Lotto and Greipel are looking strong - may have to change my Fantasy Cycling Team before the main event starts on Tuesday!


----------



## Snarf (20 Jan 2013)

Lotto and Greipel looked like they meant business didn't they. The new helmets also gave them a harsh and focused look.


----------



## Steve H (20 Jan 2013)

Yes, Lotto's train was definitely in the best shape today. I think Sky and Green Edge would have been up for the fight, but they couldn't get a look in on this circuit. Wonder whether this form will translate to the longer stages that start on Tuesday? Not really been a fan of Greipel, but I wouldn't bet against him this week after what him and his team showed today. 

Still wanting to see Renshaw show something. He's been tweeting saying his power readings are higher than ever before, but didn't see him or his team at all today.


----------



## Snarf (20 Jan 2013)

I couldn't believe how tight the width of the road was. Do you think it was smaller than in Europe - it looked like it to me. That last corner could have been the sight of some nasty accidents if someone had gone off line.

I reckon some of the bigger teams were using the race to get some racing miles under their belt - Boassan Hagen came 5th so if he can do that without having a controlled Sky train type lead out it can only bode well for the future.

Also one of my other fantasy team riders came in the top ten - the wonderfully named Boy van Poppel.


----------



## deptfordmarmoset (20 Jan 2013)

I don't have Sky so I've only seen the finish on steephill.tv. It's that time in the season when I remember why it would have been a good idea to look at the new season's kit before the race! Those Lotto helmets, though!


----------



## derrick (20 Jan 2013)

View: http://www.youtube.com/watch?v=Q5oyGeCc1dM


----------



## montage (21 Jan 2013)

Snarf said:


> Lotto and Greipel looked like they meant business didn't they. The new helmets also gave them a harsh and focused look.


 
I thought those covers were banned??


----------



## raindog (21 Jan 2013)

I assume we'll get this live early in the morning in Europe?
I can't find any live links - if anyone has one can you post it here?
cheers


----------



## Andrew_Culture (21 Jan 2013)

Anyone know I this is on any of the Virginmedia channels?
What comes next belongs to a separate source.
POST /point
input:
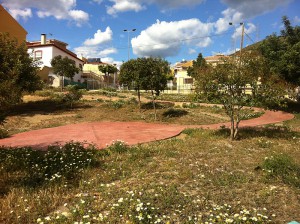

I'm on the cheapskate sacky package


----------



## raindog (21 Jan 2013)

User said:


> raindog it's here live around 3 am CET or 2 am uk http://www.procyclinglive.com/livestream/


cheers Irish. That's the link I always use, but there was nowt happening when I checked, but I realise now that I was too early - it'll be on soon I think. 

Just re-read your post. So we've missed it? It's on as early as that?


----------



## Snarf (21 Jan 2013)

I thought Lottos helmets were banned too, but it seems not!


----------



## deptfordmarmoset (21 Jan 2013)

User said:


> raindog it's here live around 3 am CET or 2 am uk http://www.procyclinglive.com/livestream/


I believe that the live stream is also available here - http://wwos.ninemsn.com.au/article.aspx?id=8492411


----------



## deptfordmarmoset (21 Jan 2013)

Andrew_Culture said:


> Anyone know I this is on any of the Virginmedia channels? I'm on the cheapskate sacky package


The live TV seems to be limited to Sky Sports 1, highlights are then shown at various times on Sky Sports 2, 3 and 4. I've put the times into the calendar in my signature.


----------



## Andrew_Culture (21 Jan 2013)

deptfordmarmoset said:


> The live TV seems to be limited to Sky Sports 1, highlights are then shown at various times on Sky Sports 2, 3 and 4. I've put the times into the calendar in my signature.


 
Incha lovely!


----------



## kedab (21 Jan 2013)

i'm going with thomas de gendt for the GC - why? because Vacansoleil have one of the coolest kits. this fact has been scientifically proven to make the difference. yes, it has


----------



## Flying_Monkey (21 Jan 2013)

That was a pretty easy win for Greipel there - he didn't look like he was ever in real danger from Goss, and the Sky train looked organised at first but then completely missed the jump.


----------



## Strathlubnaig (21 Jan 2013)

Flying_Monkey said:


> That was a pretty easy win for Greipel there - he didn't look like he was ever in real danger from Goss, and the Sky train looked organised at first but then completely missed the jump.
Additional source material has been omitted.